Для участия в этой акции Крейзи привлек невообразимое количество народу, немалую часть которого составили бойцы двух дружественных нам общественно-политических организаций (далее по тексту – ОПОРГ). Остальное заполнили наши собственные кадры: действительные инспектора и дружинники числом около пятидесяти человек.
Основными опорными пунктами кампании стали городской штаб на Витебском (где должности оперативных дежурных разделили Кримсон и я) и наше старое помещение на Московском вокзале (там правила Королева). К этим точкам были приписано большинство мобильных инспекторских групп, таких как «Елкинская», «Crimsonmobile», «Болгарская», «истинно арийская группа им. Ефрейтора и Парафина», «бригада Водопроводчика», «Панаевская» и некоторые другие. Каждая из них внесла в проведение кампании неоценимый вклад, а какой именно – я вам сейчас обрисую.

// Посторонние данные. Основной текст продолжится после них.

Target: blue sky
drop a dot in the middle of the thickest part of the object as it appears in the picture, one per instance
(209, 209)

Для начала перенесемся на Витебский вокзал, в городской штаб Елочной Кампании – небольшое помещение на первом этаже, вход в которое расположен посреди обширного зала ожидания. В этом же зале находится отгороженный ширмой шалман, оборудованный барной стойкой и несколькими бильярдными столами. Посреди зала уходит наверх (к платформам и отделу транспортной милиции) здоровенная лестница, в теле которой расположено помещение штаба. Это вытянутая комната с длинным столом и ржавым распределительным щитком, косо прикрученным на стену в дальнем от входа углу. Вдоль стола поставлены низенькие деревянные лавки, на пол брошен изъеденный временем линолеум, стены выкрашены в тошнотворный желтушечный цвет. Под самым потолком закреплены две пыльные лампы дневного освещения, распространяющие по комнате ритмичное жужжание и потоки холодного искусственного света. С дальнего, противоположного к входу торца стола располагается место оперативного дежурного: массивный стул, телефон и несколько глубоких ящиков для документов. В одном из них мы хранили так называемый «инспекторский чемодан»:[234]234
Это не просто название. Указанные документы ездили с нами «с кампании на кампанию» в старом, видавшем виды чемодане, по праву считавшемся одной из наиболее драгоценных реликвий нашей природоохранной организации.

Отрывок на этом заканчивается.